Hendrick asserts that critical thinking is not a skill, by quoting Daniel Willingham:
critical thinking (as well as scientific thinking and other domain-based thinking) is not a skill. There is not a set of critical thinking skills that can be acquired and deployed regardless of context.
If they are right, the skeptical movement really couldn’t exist. First, because its aims (at promoting “critical thinking”) would be self-contradictory. Second, because all the skeptics who do apply critical thinking to a wide variety of topics could not exist.
If this assertion is correct, and “critical thinking” is not a skill and cannot be taught:
- Sagan’s Baloney Detection Kit is a worthless idea.
- Halpern’s extensive research on teaching critical thinking, including “Teaching critical thinking for transfer across domains: Disposition, skills, structure training, and metacognitive monitoring” is nonsense.
- As is Gelder’s (such as “Teaching Critical Thinking: Some Lessons From Cognitive Science“)
- And all of Paul’s extensive work is as well (including his anthology of papers).
- And Skeptics should all stop, because we don’t really exist and we’re not doing anything.
The one thing that Hendrick gets right is that transfer is hard. Pretty much all educational research supports this. I was going to cite a bunch of articles here, but I realized that I may as well just point to the entire body of educational studies. This is a much bigger problem than the topic at hand, and it would probably need a serious reworking of the entire educational system to address (but that’s out of the question, because we clearly don’t want evidence-based policies).
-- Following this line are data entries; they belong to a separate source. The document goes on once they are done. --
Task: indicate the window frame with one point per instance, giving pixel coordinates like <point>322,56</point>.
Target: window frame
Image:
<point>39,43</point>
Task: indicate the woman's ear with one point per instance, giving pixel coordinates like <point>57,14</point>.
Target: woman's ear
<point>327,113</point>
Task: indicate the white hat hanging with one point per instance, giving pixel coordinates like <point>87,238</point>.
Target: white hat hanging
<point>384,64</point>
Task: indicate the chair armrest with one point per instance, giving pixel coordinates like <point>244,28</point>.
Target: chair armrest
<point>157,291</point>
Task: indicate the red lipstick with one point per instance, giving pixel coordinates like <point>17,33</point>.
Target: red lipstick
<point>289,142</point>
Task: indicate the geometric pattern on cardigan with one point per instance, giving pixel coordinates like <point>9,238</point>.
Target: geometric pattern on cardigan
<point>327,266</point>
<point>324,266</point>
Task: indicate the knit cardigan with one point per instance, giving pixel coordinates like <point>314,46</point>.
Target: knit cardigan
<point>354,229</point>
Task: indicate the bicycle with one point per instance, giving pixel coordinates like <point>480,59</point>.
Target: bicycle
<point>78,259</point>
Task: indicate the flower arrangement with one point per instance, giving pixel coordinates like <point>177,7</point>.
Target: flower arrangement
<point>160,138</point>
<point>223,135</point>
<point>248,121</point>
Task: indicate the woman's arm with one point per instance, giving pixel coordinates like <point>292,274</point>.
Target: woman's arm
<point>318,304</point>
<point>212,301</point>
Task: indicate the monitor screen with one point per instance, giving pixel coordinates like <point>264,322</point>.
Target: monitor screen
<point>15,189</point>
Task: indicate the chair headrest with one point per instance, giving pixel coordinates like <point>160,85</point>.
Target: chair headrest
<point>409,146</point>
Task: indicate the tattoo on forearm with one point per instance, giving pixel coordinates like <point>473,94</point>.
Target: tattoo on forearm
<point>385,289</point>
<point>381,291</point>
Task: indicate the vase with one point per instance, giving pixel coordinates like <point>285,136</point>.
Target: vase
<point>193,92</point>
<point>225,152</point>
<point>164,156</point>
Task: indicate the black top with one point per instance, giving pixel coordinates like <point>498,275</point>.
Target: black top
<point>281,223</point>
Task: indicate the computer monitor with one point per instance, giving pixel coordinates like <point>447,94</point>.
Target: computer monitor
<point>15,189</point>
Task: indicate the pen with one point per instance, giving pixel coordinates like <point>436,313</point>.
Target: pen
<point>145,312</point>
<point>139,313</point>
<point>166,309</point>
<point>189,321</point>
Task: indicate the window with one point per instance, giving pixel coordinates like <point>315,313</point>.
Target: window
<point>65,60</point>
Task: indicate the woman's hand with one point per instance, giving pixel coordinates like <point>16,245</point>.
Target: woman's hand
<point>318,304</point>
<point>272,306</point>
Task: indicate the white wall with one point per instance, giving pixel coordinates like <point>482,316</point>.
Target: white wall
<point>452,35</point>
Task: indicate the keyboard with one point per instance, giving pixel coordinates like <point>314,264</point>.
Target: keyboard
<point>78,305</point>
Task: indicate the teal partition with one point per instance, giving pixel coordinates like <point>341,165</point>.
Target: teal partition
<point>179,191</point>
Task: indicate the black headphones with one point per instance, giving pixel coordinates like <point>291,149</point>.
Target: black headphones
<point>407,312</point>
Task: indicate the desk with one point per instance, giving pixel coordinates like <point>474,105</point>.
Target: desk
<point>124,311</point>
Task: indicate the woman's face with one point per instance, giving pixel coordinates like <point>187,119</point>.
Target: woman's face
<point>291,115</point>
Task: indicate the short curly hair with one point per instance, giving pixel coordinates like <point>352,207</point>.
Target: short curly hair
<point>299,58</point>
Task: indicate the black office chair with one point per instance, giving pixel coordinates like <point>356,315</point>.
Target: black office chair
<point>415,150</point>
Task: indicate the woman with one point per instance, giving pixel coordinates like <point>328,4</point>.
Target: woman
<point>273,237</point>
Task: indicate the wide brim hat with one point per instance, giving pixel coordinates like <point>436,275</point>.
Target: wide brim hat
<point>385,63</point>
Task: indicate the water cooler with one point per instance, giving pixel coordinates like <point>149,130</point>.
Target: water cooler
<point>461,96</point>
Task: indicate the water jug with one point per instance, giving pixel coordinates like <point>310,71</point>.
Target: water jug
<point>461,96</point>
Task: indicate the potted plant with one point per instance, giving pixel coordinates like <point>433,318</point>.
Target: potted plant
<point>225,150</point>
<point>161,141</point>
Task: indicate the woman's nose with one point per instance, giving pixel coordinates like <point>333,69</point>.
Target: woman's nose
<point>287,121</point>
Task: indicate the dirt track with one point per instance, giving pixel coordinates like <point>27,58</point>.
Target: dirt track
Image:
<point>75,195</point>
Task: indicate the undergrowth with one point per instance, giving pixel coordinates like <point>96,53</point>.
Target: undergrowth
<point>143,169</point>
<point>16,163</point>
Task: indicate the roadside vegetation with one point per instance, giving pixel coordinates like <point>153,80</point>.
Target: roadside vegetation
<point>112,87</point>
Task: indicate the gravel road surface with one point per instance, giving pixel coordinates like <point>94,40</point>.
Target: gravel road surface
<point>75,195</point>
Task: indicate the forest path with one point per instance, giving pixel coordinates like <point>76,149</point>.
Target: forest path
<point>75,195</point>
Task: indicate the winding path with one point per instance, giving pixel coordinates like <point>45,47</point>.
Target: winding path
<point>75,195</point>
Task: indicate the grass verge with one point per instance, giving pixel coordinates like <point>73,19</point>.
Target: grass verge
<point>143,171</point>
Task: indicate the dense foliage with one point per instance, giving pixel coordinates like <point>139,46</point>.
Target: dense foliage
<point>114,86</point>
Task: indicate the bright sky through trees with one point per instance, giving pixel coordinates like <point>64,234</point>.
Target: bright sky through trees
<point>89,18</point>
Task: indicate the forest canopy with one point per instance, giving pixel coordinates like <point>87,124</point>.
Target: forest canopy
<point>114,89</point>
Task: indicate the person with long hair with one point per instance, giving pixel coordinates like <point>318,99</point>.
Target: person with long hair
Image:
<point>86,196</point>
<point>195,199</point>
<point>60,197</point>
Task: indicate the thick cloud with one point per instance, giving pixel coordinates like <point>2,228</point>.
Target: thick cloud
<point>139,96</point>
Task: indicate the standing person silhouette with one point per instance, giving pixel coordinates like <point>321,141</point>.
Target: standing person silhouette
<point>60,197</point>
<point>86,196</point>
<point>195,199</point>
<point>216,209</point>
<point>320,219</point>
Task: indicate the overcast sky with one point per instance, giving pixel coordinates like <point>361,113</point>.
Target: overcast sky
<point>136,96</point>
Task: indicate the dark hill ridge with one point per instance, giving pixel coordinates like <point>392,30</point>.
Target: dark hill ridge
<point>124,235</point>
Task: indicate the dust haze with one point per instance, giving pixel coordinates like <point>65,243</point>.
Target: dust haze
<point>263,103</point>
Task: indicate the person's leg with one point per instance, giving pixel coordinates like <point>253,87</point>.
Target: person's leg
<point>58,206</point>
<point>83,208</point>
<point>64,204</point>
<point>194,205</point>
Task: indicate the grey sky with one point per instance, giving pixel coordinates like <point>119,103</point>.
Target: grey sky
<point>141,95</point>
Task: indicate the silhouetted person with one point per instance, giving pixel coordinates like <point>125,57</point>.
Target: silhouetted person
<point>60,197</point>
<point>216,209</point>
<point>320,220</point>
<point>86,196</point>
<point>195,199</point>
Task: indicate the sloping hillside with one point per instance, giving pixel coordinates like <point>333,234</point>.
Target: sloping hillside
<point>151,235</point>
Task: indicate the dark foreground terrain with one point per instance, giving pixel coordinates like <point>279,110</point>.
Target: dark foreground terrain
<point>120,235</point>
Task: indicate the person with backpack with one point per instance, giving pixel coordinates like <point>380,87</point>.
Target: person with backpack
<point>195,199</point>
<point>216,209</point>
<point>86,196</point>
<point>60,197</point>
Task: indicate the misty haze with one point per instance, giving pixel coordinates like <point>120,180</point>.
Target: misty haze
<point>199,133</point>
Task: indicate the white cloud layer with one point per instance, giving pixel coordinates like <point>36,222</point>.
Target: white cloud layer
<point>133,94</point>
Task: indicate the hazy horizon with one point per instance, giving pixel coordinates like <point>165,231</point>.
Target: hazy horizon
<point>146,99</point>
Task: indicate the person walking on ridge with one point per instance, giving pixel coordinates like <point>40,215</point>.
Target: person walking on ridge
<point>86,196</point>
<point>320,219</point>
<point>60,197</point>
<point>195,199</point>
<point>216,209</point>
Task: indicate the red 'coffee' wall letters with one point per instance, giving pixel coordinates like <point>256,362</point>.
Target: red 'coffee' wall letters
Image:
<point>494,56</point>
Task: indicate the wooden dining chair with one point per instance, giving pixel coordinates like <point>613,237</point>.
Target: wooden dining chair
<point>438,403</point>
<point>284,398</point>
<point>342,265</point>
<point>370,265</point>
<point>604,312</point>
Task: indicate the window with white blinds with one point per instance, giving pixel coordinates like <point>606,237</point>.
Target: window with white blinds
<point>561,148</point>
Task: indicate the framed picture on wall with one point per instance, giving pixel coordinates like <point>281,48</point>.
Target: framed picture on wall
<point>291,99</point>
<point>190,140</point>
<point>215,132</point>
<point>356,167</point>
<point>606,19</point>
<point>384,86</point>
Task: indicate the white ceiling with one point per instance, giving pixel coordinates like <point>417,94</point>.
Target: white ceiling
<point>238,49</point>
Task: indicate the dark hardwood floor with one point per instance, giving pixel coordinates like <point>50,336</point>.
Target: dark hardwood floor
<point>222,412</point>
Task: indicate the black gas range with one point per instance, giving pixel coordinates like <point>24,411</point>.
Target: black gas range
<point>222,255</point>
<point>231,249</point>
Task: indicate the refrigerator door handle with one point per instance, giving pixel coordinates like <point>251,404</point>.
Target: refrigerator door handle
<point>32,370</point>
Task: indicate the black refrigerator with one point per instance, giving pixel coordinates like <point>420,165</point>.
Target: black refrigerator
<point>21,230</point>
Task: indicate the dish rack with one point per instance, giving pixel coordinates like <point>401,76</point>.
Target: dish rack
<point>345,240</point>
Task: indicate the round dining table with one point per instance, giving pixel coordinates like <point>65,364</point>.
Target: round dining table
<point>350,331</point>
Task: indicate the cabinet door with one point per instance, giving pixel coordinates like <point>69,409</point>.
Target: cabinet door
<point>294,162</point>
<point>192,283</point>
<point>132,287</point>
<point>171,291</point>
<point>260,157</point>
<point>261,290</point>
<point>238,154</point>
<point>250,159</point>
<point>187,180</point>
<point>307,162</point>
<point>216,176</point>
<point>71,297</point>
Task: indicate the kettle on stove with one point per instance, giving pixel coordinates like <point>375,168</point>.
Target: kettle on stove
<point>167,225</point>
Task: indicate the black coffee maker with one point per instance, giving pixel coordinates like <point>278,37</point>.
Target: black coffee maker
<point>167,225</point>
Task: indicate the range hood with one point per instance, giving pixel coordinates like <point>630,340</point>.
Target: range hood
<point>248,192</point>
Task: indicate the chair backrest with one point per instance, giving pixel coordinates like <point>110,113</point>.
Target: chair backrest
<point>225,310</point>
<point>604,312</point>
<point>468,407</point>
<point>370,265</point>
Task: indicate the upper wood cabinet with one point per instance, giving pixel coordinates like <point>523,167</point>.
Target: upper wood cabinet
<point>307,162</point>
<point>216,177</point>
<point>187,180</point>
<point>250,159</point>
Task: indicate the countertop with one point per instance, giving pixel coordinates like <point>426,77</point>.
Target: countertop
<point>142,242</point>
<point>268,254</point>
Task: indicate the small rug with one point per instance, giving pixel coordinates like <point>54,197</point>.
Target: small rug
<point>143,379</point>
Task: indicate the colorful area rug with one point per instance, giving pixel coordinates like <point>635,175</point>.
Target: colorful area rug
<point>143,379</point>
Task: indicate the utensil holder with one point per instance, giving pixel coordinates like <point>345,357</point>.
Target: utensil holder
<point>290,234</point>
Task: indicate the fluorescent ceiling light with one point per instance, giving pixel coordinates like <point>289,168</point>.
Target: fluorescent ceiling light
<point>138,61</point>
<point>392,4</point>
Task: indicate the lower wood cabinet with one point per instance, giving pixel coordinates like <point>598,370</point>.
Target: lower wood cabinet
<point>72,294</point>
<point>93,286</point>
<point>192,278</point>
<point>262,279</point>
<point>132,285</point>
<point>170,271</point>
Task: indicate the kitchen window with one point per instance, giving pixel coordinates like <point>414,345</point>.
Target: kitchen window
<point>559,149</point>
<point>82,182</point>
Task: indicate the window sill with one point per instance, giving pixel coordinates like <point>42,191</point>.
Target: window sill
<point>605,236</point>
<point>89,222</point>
The real problem that Hendrick failed to address is that teaching critical thinking is really, really hard. Instead of giving up after repeatedly telling students to “look at an issue from multiple perspectives” and concluding that teaching general critical thinking skills is impossible (as Willingham says), perhaps we should try looking at the ones who actually succeed at it and look for ways to overcome the problem of cognitive biases.